- The first task is to complete Exploratory Data Analysis for Kaggle LendingClub dataset.
- The second task is to build the prototype of a data pipeline to feed a data warehouse with data of this dataset.
- The data was downloaded from Kaggle.
- The data warehouse will allow data scientists and data analysts to interactively query and explore.
- The data warehouse can also be used as a foundation for machine learning model development.
- The data can be downloaded in the form of a CSV file.
- No duplicate records of loans in the future, as what we haven confirmed in EDA part
- Data Validation and cleaning are in general, since no specific usage was defined.
- The data pipeline need to automatically ingest the dataset into data warehouse.
- Database need be periodically updated.
- All packages in requirement.txt are installed
Python 3.7
PostgreSQL (currently on local machine)
The EDA of this dataset was given as EDA_notebook/lc_analysis.ipynb
- Input is a single csv file named 'loan.csv' under input folder
- Assume this dataset is for convenience of analyst to complete data visualization and statistics calculation, a single table contains all columns is better.
- Table 'loans' contains all columns we get from raw data
- Detailed Scheme is defined in pipeline_src/database.sql
- We create python functions to convert variable type, format date time columns and consider possible missing imputation.
- Pandas is mostly used to complete our cleaning task.
- We use sqlalchemy to create engine, and use df.to_sql function to write the dataframe into table.
- The output is a postgresql database with processed data
- For instance, the output can be a database named 'lendingclub', within the database, we have a table named 'loans'.
- Sample queries using the output:
To download, clone this repository first.
Before execute, use the pipeline_src/database.sql as a reference to config the database locally.
To execute, run bash pipeline_src/run.sh
.
To run test, run bash tests/run_test.sh
.
- Given detailed use cases, schema should be redesigned. For example, to avoid information leakage, variables only available after loans are issued should not be used during modeling, a consideration is that they can be stored in a separate table in our database.

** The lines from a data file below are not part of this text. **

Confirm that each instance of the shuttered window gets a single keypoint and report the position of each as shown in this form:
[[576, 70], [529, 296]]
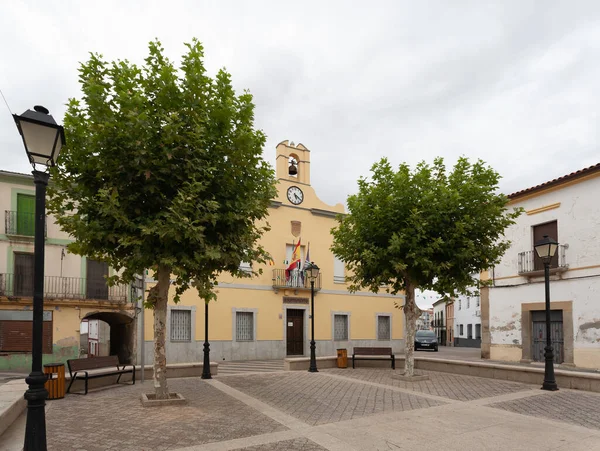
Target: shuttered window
[[339, 271], [340, 327], [181, 325], [244, 326], [383, 327]]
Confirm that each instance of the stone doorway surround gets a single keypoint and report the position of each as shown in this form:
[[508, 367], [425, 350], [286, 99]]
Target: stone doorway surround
[[526, 329]]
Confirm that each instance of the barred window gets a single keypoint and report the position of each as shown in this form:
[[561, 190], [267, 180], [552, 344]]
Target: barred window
[[340, 327], [383, 327], [244, 326], [181, 325]]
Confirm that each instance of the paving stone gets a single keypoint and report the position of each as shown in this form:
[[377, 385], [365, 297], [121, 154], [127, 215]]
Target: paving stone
[[115, 419], [319, 399], [447, 385], [581, 408], [298, 444]]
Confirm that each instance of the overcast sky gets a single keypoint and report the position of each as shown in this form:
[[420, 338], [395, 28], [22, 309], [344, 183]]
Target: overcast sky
[[515, 83]]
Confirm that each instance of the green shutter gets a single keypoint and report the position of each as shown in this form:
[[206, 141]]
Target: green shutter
[[25, 214]]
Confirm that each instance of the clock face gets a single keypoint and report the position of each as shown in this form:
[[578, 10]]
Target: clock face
[[295, 195]]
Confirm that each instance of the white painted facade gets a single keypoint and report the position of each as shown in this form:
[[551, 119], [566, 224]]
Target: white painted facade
[[574, 288]]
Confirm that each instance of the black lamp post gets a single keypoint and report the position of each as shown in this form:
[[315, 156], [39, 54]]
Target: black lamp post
[[43, 138], [313, 272], [206, 365], [546, 248]]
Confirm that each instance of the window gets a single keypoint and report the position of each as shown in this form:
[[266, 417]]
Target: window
[[244, 326], [181, 325], [383, 327], [340, 327], [246, 267], [339, 271]]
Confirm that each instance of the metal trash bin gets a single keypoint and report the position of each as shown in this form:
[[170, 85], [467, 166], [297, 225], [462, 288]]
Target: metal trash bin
[[342, 358], [55, 383]]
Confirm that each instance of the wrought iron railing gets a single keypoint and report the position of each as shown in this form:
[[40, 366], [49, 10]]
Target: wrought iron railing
[[20, 223], [296, 279], [56, 287], [529, 262]]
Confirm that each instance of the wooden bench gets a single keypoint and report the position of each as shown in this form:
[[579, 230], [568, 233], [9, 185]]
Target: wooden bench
[[369, 353], [105, 366]]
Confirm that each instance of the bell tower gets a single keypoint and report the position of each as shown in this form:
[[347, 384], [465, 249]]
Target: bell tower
[[293, 162]]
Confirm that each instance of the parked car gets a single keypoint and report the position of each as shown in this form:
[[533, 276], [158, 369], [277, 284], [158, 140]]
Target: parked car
[[426, 339]]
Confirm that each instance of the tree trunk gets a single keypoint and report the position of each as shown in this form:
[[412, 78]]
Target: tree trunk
[[411, 313], [160, 326]]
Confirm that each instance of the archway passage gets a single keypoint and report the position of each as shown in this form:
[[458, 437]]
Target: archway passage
[[122, 333]]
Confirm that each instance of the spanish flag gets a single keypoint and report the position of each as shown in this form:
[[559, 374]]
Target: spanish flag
[[295, 260]]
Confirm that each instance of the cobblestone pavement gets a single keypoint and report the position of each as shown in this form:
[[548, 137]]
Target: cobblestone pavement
[[581, 408], [335, 410], [114, 418], [446, 385], [299, 444], [318, 399]]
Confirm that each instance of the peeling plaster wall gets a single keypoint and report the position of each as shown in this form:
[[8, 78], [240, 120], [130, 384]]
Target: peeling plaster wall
[[578, 217]]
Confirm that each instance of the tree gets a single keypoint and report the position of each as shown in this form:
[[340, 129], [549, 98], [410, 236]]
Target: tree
[[163, 169], [424, 229]]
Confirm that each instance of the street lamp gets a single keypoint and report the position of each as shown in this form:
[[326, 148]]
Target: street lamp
[[43, 139], [545, 249], [313, 273]]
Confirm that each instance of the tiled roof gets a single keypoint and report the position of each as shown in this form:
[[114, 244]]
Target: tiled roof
[[557, 181]]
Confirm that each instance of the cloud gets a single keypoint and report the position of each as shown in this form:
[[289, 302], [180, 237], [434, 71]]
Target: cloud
[[513, 83]]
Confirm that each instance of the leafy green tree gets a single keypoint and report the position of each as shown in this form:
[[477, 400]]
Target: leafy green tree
[[423, 229], [163, 169]]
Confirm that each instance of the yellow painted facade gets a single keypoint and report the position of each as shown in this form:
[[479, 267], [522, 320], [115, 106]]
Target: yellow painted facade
[[266, 302]]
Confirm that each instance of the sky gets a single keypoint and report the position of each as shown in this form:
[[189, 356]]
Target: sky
[[515, 83]]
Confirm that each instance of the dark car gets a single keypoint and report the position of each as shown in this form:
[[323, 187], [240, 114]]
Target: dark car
[[425, 339]]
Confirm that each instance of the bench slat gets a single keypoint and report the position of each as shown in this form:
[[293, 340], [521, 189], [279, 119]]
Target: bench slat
[[92, 363], [372, 351]]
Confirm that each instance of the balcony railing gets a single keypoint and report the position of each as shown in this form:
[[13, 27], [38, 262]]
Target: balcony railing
[[55, 287], [20, 223], [296, 279], [530, 263]]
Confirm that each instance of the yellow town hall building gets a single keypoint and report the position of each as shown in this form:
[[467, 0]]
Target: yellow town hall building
[[268, 317]]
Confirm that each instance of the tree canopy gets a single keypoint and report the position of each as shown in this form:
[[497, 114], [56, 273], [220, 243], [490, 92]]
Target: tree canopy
[[423, 228]]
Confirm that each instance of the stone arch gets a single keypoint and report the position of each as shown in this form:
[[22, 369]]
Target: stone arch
[[122, 333]]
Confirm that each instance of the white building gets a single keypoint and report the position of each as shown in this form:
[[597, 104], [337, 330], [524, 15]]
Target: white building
[[467, 321], [568, 210]]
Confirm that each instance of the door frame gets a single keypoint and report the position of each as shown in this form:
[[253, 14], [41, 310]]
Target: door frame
[[305, 319], [527, 329]]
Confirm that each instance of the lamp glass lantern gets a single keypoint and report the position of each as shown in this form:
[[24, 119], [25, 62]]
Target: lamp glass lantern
[[546, 248], [313, 271], [42, 136]]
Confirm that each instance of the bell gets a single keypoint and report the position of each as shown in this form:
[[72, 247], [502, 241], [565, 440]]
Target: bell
[[293, 170]]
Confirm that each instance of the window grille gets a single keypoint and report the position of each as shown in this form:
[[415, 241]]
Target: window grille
[[244, 326], [383, 327], [181, 325], [340, 327]]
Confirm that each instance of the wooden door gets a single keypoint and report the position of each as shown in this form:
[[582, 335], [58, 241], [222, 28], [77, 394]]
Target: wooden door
[[295, 332], [550, 229], [539, 335], [96, 287], [23, 276], [25, 215]]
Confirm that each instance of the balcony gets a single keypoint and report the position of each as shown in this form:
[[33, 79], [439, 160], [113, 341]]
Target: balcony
[[531, 265], [17, 285], [20, 223], [295, 280]]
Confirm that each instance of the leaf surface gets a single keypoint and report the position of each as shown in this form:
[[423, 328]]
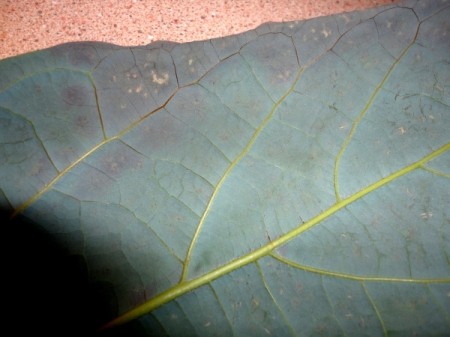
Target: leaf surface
[[293, 180]]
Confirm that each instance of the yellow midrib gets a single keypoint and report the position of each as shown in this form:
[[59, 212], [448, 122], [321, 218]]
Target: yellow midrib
[[186, 286]]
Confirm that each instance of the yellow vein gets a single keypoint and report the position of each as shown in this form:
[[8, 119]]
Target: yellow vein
[[52, 182], [61, 174], [325, 272], [228, 171], [186, 286], [361, 115]]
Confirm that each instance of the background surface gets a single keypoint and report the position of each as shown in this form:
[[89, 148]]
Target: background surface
[[31, 25]]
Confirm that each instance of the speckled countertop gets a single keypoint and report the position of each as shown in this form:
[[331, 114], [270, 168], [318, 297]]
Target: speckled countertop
[[30, 25]]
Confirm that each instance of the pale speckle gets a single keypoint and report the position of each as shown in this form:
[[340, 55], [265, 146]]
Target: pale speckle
[[164, 79], [326, 32], [426, 215]]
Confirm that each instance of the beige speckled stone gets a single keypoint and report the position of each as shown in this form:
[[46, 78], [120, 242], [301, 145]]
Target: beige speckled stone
[[30, 25]]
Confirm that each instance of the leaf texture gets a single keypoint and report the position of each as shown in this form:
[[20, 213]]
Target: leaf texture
[[293, 180]]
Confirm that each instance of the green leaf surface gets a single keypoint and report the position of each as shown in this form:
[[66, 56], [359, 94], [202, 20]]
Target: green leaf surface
[[293, 180]]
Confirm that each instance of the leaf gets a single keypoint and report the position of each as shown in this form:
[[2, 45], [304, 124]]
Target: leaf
[[293, 180]]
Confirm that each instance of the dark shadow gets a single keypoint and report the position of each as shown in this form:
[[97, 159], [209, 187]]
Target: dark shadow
[[47, 291]]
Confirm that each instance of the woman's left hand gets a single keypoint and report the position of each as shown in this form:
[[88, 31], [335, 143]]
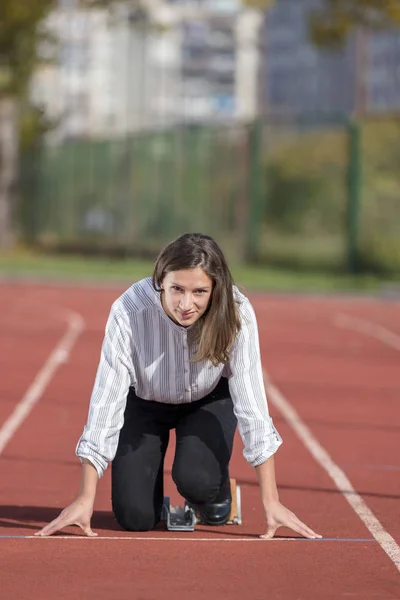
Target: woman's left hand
[[279, 516]]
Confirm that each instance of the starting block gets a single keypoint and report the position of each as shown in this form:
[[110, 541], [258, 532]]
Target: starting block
[[185, 518]]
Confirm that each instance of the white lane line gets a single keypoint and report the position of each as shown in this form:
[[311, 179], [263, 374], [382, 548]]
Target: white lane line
[[340, 479], [183, 539], [59, 355], [384, 335]]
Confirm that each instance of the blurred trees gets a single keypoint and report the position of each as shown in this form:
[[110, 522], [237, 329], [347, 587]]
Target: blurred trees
[[330, 24], [22, 31]]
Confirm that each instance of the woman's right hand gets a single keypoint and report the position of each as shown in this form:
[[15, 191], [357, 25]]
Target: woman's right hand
[[78, 513]]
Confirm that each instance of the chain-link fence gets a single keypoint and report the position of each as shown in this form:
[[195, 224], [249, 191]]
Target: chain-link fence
[[309, 193]]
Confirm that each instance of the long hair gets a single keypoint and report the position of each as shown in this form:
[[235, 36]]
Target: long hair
[[216, 330]]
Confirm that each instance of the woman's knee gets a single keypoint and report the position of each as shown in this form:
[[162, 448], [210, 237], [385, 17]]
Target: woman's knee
[[197, 486], [135, 518]]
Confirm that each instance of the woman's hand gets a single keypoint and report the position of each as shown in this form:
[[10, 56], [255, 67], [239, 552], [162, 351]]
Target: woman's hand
[[279, 516], [78, 513]]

- Using StringIO to save dataframe in memory instead of using df.to_sql with chunk size to reduce writing time
- Create more tests to cover more edge case in order to provide more robust data pipeline
- Develop data process functions that can process the data for further machine learning modeling (e.g. Outlier detecion and removal, accurate missing imputation, one-hot encoding for categorical variables)
- Currently, we are using postgresql database on localhost, considering the data size is not huge, AWS RDS free-tier can be an alternative.